Other thing to consider is service... My Brother borrowed a VW Rialta for a cross country honeymoon last year and had some problems in transit, he was unable to find an RV center that would work on it. Might have the same trouble with a MB.

The Diesel will give you more torque out of a smaller motor, but usually are slower on the highway and really slow down in the mountains. Last year while headed up to MT Rushmore my Triton powered class A easily passed a few diesels that started out in front of us. The motor you speak of I believe is the 24J which puts out 188 hp and 280 ft lbs. vs the triton in mine which is 310 hp and 425 ft lbs. The diesel will get better fuel mileage by 5-6 mpg, as long as you don't tow a car behind it, but diesel also costs more on the gallon.


----------



## fastback4 (Oct 19, 2010)

Now we've turned our focus towards truck campers as we already own a Ford f-250 diesel truck...


----------



## artmart (Sep 21, 2010)

Aha! I see your post about the truck campers. I think you only have to worry about GVWR with the weight of a truck camper on your truck bed. See my comments in that other post.

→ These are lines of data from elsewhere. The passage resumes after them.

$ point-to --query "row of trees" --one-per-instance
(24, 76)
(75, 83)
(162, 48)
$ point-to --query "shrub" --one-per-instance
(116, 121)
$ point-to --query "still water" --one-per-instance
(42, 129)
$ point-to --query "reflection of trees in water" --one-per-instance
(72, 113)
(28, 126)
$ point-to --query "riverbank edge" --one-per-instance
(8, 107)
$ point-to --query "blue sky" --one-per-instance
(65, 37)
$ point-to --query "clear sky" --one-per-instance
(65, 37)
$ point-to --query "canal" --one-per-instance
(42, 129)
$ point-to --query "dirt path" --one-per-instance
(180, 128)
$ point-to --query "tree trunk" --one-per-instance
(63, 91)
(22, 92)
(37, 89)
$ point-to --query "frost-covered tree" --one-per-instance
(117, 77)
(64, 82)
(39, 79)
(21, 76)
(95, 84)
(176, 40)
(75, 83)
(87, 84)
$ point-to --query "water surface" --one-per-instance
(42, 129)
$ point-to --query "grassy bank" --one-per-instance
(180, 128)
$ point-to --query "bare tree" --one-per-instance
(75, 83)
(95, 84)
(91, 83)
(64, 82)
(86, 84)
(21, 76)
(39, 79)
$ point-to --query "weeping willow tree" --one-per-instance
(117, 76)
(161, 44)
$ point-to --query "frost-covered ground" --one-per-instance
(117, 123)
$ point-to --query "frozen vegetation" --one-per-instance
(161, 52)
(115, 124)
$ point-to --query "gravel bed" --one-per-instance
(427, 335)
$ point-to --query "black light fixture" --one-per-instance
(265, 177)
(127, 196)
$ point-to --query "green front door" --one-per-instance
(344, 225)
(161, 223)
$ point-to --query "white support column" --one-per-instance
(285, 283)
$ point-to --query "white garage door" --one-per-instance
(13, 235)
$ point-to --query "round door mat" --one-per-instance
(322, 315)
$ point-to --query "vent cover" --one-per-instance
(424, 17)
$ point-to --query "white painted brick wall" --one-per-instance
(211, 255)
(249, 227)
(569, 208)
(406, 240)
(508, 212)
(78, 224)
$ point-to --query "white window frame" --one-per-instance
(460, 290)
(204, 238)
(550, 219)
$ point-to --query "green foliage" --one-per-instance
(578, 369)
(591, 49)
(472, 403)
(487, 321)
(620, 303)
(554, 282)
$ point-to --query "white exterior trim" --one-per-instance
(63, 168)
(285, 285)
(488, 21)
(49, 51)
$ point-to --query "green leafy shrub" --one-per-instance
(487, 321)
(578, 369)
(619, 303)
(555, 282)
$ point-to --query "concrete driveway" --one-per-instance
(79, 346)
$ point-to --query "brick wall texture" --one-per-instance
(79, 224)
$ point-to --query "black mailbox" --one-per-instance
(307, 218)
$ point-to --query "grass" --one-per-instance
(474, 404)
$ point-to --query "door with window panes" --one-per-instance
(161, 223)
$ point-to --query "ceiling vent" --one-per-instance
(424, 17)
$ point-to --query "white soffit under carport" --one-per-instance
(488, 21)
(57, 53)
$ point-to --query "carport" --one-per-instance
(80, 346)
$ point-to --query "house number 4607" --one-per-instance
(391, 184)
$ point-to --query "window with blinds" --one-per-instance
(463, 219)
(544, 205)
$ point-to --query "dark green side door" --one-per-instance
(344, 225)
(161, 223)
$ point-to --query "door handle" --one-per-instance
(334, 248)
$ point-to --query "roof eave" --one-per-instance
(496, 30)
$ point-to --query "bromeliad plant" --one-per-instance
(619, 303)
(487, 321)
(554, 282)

Two things. Chrysler motors was supposed to be the domestic distributor of the MB van you guys were talking about as a Class B/Small C. The chassis is called Sprinter. If you purchase a rig with the Chrysler model of that vehicle wouldn't that help with the price of parts since it's from a domestic company, Chrysler? Something to think about, but towing a party barge might tax it a bit. It's a diesel motor and gets great mileage as an RV compared to others, but I'm not so sure it can tow a lot of weight. It may support the GVWR and CGWVR but that doesn't mean it will get up or down a hill comfortably.

The second thing is that for a truck camper I was able to legally change the GVWR of my '06 F250 and upgraded the suspension to an F-350. This can't always be done but if you PM me we can start that conversation on how to do it. I was able to go from 10,000 GVWR to 11,500lbs gaining 1,500 lbs overall and 900 lbs on the rear axle where the camper would be carried. Put in the hardware for the camper option and you might be able to pull it off.

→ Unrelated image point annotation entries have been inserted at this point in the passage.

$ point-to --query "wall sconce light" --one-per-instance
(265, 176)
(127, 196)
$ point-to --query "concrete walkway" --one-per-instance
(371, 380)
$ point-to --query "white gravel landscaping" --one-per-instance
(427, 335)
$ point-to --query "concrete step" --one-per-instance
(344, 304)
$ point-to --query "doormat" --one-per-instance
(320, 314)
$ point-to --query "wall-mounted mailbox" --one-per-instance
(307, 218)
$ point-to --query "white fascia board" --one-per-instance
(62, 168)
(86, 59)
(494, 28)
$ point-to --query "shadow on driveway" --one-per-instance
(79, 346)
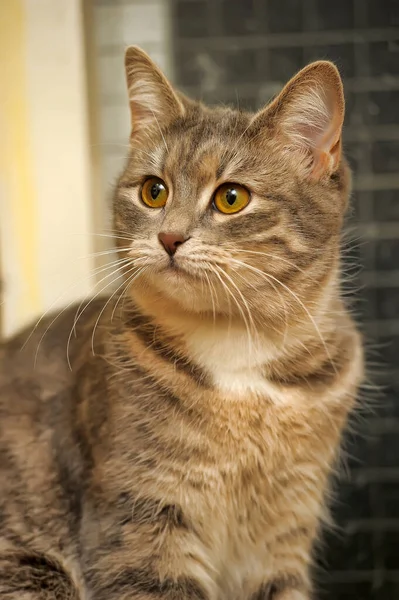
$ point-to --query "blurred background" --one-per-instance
(64, 124)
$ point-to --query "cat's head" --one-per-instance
(225, 207)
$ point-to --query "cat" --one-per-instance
(176, 440)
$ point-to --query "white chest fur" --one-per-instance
(234, 360)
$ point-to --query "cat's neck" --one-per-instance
(234, 354)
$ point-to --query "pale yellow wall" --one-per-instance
(45, 188)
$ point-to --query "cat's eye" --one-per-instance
(154, 192)
(231, 198)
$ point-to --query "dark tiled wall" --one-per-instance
(241, 52)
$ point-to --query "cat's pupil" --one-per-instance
(155, 190)
(231, 196)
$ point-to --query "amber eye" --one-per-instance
(154, 192)
(231, 198)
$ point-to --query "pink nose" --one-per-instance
(171, 241)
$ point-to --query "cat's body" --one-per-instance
(188, 456)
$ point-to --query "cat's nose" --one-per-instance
(171, 241)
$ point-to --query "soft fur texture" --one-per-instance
(187, 452)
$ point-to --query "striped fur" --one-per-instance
(187, 452)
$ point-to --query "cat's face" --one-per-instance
(224, 207)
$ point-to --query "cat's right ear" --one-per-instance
(153, 102)
(307, 116)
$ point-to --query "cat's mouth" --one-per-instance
(180, 269)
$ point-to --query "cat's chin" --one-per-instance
(181, 286)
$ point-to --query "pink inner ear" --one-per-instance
(313, 121)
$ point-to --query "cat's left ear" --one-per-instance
(153, 102)
(308, 116)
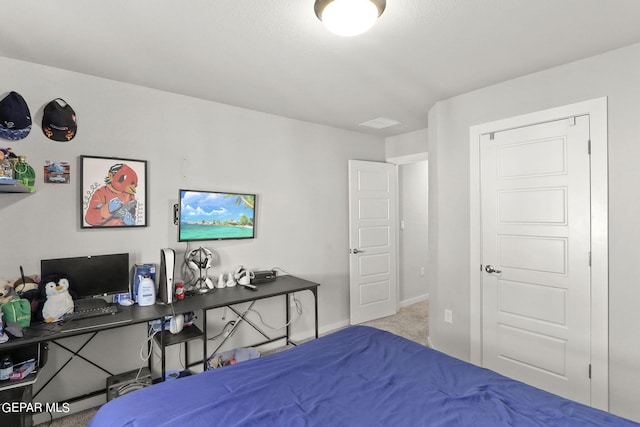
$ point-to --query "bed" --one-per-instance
(358, 376)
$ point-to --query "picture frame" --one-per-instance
(113, 192)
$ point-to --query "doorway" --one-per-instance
(504, 315)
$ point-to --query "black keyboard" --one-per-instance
(95, 312)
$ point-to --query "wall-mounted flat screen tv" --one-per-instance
(211, 215)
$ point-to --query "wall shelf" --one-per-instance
(13, 187)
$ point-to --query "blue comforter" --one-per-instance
(358, 376)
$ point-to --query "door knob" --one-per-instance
(490, 269)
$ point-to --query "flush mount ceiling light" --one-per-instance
(348, 18)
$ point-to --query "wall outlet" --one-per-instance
(448, 316)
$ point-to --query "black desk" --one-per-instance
(225, 297)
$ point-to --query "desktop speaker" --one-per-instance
(119, 385)
(166, 291)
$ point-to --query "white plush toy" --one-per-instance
(59, 301)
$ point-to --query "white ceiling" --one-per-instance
(275, 56)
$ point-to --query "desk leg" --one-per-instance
(204, 340)
(162, 349)
(287, 316)
(315, 299)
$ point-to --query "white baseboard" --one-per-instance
(430, 343)
(414, 300)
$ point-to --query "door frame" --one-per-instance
(352, 163)
(597, 111)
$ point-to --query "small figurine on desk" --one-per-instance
(58, 302)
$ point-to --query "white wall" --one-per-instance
(614, 75)
(406, 144)
(297, 169)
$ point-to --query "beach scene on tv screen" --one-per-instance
(205, 215)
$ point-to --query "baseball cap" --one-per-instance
(15, 119)
(59, 121)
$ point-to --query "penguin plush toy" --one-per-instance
(58, 299)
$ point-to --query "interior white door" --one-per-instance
(535, 209)
(372, 240)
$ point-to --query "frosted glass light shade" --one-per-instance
(348, 18)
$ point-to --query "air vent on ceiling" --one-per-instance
(380, 123)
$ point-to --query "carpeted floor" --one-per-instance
(411, 322)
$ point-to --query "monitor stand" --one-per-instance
(89, 303)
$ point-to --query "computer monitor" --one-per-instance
(92, 275)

Like many will say, you'll be cramped in a camper and have more room in a Class B, even more room in a Class C and the best in room gained in a travel trailer or 5th wheel which your truck should be able to handle better than a camper. Again, let me know if you want more help with this. There are advantages and disadvantages to both.

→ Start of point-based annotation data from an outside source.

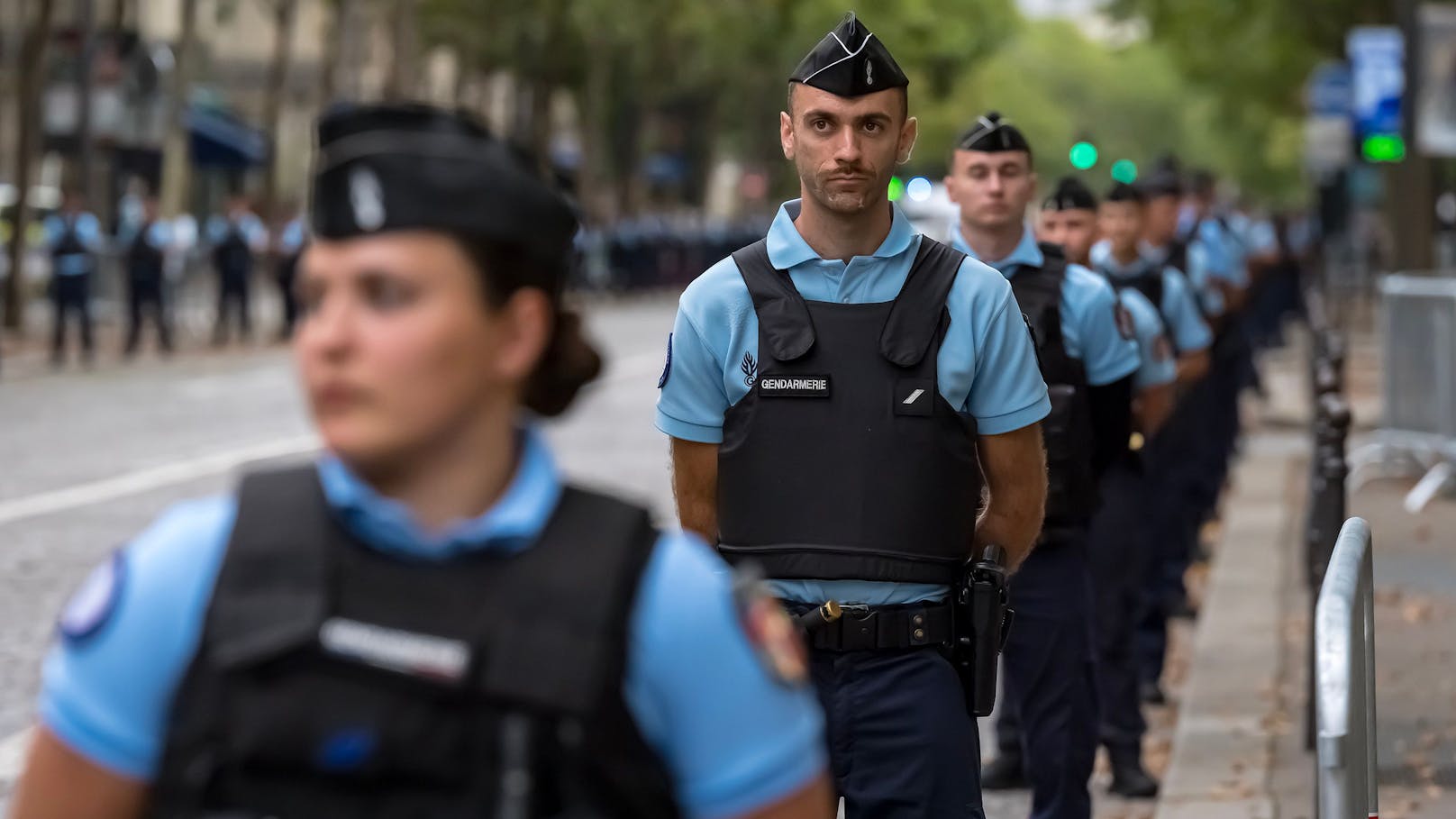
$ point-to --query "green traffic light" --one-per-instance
(1384, 148)
(1082, 155)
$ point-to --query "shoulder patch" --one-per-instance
(770, 632)
(95, 602)
(667, 368)
(1124, 321)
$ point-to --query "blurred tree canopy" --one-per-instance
(1217, 82)
(1251, 59)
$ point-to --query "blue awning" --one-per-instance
(220, 141)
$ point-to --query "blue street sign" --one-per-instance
(1378, 68)
(1330, 91)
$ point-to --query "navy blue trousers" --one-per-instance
(1050, 703)
(902, 743)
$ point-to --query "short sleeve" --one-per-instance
(734, 738)
(1156, 365)
(1190, 331)
(1106, 351)
(129, 637)
(1006, 391)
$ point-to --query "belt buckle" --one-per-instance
(860, 628)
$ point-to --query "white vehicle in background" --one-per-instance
(929, 209)
(44, 202)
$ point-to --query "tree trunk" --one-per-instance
(86, 168)
(402, 68)
(28, 120)
(332, 51)
(286, 14)
(177, 149)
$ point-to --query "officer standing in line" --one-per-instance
(1118, 537)
(1087, 356)
(1069, 221)
(1120, 257)
(427, 621)
(146, 245)
(236, 236)
(288, 243)
(75, 238)
(829, 392)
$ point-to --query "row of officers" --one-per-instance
(430, 621)
(153, 254)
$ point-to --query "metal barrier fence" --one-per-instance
(1418, 372)
(1344, 644)
(1328, 472)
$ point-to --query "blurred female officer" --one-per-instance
(425, 621)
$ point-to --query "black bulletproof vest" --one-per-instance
(143, 261)
(232, 255)
(1068, 429)
(1178, 255)
(1149, 281)
(333, 679)
(843, 460)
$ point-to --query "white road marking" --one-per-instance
(12, 755)
(137, 481)
(150, 478)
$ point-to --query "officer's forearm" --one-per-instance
(1152, 408)
(1015, 469)
(1193, 366)
(695, 487)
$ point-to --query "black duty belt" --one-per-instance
(867, 628)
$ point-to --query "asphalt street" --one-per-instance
(87, 458)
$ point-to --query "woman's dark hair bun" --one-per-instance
(569, 365)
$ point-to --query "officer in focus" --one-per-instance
(427, 620)
(1087, 354)
(1118, 535)
(73, 238)
(830, 391)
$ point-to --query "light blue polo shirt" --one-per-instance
(1197, 273)
(87, 232)
(986, 368)
(1089, 330)
(1179, 309)
(733, 738)
(248, 224)
(1156, 363)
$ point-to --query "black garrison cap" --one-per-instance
(849, 61)
(1070, 194)
(1124, 193)
(394, 167)
(993, 134)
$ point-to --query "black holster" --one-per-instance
(981, 624)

Since you have plans for a boat, I can see trying to stick to a camper. But in some states you might not be able to drop off the camper and leave it alone as you try to launch the boat. This means the camper is still on the truck with you try to slide the boat in the water. I hope you have four wheel drive.


----------



## fastback4 (Oct 19, 2010)

Hello all. Wanted you to know that our insurance company declared our camper a total loss and they would be sending a check to us in the near fututre. Thank you all for your time and help........Tom


----------



## artmart (Sep 21, 2010)

Well, now you can start with something new. Not necessarily a brand new rig, but one that is new to you. Now to go search for something new.


----------



## RVadventurer (May 4, 2011)

Keep us posted on your search:thumbup1:


----------



## clarkgriswold (Sep 14, 2011)

*I can relate.....*

On top of an 'odd' shake-down outing for our new-to-us RV, high winds from the remnants of Lee came through our area the other night. I think our blog says it all. :10220:

I'm pretty curious at this point if ours will be totalled by the insurance.


----------